Essays on Technology and Culture

On Being Nice, Part 2: What Being Nice Means

What does it mean to be nice?

It might be easier to say what being nice doesn’t mean. Being nice is not the same as being milquetoast. It doesn’t mean not having firm, honest opinions. It doesn’t mean being someone people walk all over. It also doesn’t mean the Minnesota nice of passive aggression. To me, being nice, as a virtue, is about two things: discretion and delivery. Discretion is the fine art of knowing what to say, how to say it, and when. A quick example is, say, the person next to you at work constantly playing loud, terrible music at you. It’s very easy to walk over and yell at them. It’s easy to be passive-aggressive and turn your music up, or theirs down when they go to the bathroom. As I mentioned last week, however, these aren’t likely to affect someone else’s behavior. A carefully worded, polite, friendly comment, with a proposed behavior suggestion for both of you is more likely to be effective.

Unless they’re an unrepentant jerk, but those are rarer than we imagine.

Discretion is also about where we say things. You’re polite, one hopes, to the jerk with the bad music taste in the office. At home, to your partner, you can let it spill. Every social environment has its own level of acceptable discourse about itself and its inhabitants. I’ve been in work environments where taking the piss out of your co-workers was de rigeur, and places where a misplaced word can have long-term consequences. If you’re not sure, a safe default is “If you don’t have anything nice to say, don’t say anything at all.”

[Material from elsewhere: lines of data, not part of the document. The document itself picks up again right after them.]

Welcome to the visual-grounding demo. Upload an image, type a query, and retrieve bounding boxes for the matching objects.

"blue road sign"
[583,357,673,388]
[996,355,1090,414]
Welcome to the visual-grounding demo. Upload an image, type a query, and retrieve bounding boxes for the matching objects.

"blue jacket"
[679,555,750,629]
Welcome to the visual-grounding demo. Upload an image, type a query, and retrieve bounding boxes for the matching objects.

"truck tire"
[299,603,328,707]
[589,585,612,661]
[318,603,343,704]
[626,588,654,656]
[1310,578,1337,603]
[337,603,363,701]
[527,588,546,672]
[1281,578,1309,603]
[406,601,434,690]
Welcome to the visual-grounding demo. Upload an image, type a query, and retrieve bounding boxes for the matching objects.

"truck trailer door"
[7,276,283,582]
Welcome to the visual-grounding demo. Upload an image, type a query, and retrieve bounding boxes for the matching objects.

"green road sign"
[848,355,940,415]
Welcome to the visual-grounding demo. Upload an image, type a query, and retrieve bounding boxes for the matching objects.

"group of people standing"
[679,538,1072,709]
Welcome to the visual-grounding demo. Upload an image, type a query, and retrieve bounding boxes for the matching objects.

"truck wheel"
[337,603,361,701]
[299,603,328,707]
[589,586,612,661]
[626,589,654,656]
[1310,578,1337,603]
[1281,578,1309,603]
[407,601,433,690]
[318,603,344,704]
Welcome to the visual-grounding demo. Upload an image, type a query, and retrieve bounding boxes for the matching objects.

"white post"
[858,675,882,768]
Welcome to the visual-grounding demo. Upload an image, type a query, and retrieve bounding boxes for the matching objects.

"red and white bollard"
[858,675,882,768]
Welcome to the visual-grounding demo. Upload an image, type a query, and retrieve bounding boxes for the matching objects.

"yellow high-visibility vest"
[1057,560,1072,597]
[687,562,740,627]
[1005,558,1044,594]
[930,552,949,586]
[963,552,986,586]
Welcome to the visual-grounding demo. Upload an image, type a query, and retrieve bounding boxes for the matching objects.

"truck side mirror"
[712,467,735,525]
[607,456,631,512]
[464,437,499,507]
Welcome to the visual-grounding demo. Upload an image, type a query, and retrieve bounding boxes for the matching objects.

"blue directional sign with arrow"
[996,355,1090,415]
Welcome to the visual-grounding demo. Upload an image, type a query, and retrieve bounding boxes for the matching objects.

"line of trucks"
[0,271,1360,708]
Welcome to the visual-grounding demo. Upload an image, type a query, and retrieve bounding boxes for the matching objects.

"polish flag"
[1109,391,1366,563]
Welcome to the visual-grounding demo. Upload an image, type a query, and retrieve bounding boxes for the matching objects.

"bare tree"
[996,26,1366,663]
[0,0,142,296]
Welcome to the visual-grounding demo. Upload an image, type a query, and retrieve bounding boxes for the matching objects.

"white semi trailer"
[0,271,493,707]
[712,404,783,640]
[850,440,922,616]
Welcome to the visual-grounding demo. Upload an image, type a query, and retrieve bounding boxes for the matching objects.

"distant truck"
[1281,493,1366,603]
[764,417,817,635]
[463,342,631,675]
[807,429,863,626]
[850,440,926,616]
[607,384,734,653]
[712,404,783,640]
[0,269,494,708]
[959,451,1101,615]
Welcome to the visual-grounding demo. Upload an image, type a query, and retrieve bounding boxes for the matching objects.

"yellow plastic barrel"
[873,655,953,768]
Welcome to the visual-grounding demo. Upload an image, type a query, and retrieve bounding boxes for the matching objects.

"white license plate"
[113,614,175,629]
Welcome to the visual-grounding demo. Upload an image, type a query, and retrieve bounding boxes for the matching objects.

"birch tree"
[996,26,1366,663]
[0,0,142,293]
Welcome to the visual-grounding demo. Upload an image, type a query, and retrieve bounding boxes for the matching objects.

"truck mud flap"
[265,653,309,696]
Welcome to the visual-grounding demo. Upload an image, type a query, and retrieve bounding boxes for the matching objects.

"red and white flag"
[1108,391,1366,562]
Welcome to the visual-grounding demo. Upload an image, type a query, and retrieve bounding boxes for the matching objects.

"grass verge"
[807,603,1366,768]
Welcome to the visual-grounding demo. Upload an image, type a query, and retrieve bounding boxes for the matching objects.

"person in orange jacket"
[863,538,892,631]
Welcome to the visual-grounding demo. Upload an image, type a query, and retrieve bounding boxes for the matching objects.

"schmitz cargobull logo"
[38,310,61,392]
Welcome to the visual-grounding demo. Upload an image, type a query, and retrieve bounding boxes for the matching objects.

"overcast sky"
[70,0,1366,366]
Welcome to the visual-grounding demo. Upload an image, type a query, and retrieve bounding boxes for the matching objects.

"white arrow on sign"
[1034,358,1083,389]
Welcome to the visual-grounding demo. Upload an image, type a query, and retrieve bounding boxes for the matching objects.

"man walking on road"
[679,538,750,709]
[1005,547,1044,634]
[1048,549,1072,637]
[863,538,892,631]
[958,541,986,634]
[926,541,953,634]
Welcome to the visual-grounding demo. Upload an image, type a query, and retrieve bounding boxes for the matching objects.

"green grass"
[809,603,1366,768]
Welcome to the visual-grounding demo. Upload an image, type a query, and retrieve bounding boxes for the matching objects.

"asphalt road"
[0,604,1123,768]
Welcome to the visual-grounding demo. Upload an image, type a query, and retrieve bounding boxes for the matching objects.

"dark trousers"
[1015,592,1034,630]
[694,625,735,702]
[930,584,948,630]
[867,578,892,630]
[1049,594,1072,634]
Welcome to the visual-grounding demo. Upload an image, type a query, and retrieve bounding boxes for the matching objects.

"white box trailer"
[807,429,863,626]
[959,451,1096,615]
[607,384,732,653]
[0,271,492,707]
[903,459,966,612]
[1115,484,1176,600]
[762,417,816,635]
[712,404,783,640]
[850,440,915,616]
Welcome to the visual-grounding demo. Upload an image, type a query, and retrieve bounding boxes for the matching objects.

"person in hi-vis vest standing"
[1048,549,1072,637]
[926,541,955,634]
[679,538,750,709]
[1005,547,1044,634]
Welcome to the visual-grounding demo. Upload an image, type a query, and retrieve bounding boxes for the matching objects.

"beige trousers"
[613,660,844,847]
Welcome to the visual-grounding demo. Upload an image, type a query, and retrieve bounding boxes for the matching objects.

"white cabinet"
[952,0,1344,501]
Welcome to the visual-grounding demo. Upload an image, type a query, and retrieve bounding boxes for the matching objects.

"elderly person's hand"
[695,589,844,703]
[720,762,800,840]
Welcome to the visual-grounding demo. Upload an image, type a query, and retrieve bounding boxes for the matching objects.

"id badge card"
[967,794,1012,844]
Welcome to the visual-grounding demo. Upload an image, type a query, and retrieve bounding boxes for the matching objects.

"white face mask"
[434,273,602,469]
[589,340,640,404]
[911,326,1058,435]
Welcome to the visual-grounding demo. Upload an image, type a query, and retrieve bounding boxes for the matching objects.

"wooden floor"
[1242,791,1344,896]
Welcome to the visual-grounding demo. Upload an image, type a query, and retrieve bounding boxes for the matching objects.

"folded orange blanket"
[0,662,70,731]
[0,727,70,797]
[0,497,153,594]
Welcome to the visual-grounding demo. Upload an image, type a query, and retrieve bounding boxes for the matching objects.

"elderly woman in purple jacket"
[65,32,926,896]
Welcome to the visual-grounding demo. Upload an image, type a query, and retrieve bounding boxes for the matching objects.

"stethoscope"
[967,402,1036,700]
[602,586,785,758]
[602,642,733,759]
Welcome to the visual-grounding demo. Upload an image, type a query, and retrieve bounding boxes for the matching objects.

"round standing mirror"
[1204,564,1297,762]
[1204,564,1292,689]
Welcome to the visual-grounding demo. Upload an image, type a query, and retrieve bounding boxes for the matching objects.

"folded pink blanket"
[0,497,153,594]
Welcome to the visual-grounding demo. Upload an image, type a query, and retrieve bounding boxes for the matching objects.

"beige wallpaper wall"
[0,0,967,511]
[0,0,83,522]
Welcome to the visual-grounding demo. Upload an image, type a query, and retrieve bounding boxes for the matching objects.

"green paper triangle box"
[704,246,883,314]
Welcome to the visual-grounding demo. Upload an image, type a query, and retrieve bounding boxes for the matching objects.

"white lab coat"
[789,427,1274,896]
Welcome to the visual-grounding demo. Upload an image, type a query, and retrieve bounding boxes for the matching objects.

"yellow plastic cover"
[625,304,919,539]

This is hard stuff, especially at first. If you’re used to being brusque and callous to the point where it’s second nature, try faking it until you make it. With practice—and I do not suggest trying this without practicing first—fake niceness (without the layer of passive-aggression) is indistinguishable enough from the real thing. In any job that involves face-to-face interaction with a fickle and often rude public, dealing with a friendly face, even if it’s an act, is often enough to bring some of the rudest people to their senses. If you’ve ever been to a Disney theme park, you’ve likely seen this in action. David Foster Wallace called it the “Professional Smile,” and noted the effect not receiving it has on how you walk away from an interaction: it’s not good.

Don’t expect to change the way you think of people, and certainly not overnight. What is more important is how you act with people. Given enough time, it’s possible that you will become sincere and nice in how you deal with people. Maybe. Once it feels real to you, as long as there’s no nagging guilt that inevitably comes with a bad interaction, and as long as the person you’re dealing with walks away with a positive impression, you’re doing the right thing. Like so much, this all comes down to mindfulness. Taking a step back from your actions and being aware of the choices you make in interacting with others goes a long way to ensuring you come off as nice. There are enough proverbs about the utility of holding ones tongue that it’s pointless to repeat them here. Remember: you do have a choice about what to say and how to say it. Take time and aim. When you shoot your mouth off from the hip, as it were, you risk missing, and you risk hurting yourself and others. This isn’t cheap, liberal arts relativism. It’s dealing with people.

And, hey, I’m not perfect. Nor do I aspire to be. However, the day will come, sooner than later, when a perfect confluence of events will tax my patience to the limit. My alarm clock won’t go off. The subway will break down, making me late for work. I won’t have had my morning coffee. I’ll find out I had an appointment I forgot about. The cashier won’t give me my change when I got lunch. It rained and I forgot an umbrella. Then, someone will say something to push me over the edge. How one deals with that is the ultimate test of how well you can maintain your niceness.

There’s a time and place to say your piece, and a time and a place to shut your mouth. Generally, unsolicited comments don’t go over well with the recipient, whether you deliver it in a friendly manner, or a sotto voiced rejoinder after an encounter. In cases like these, it’s best to learn to let it go, and not let these things get to you. After all, “what do you care?” In those cases where someone sincerely wants an opinion, don’t be cruel. Be honest, be frank, and be sincere, but by no means be cruel. Everybody has a reason why they do what they do. That doesn’t mean you understand it. It also doesn’t mean they understand it. When dealing with other people, unless you’re Charles Xavier, you don’t have the ability to control how they think or act. You can encourage and suggest, but the way you do it will have a huge impact on how well it goes over. And there are no guarantees.

This is hard. It’s hard to balance being nice with being honest, and being strong. It’s hard to bite your tongue when someone’s goading you, directly or indirectly. It’s very hard to get that angry, threatened part of your brain to stand down. Hard, however, is not the same as impossible. It all comes back to mindfulness. Slow down, step back, think before you speak, or type, or click “Submit” and see if this is going to actually help matters. And, of course, in the event you do blow it and wreck someone’s mood, step on someone’s toes, and make the situation worse, rather than feed the cycle, apologize and move on. Or, just move on, if you have to. I think, however, the results of being nice pay off in the long run, far better than the initial pleasures of snark. Try it for yourself, and see.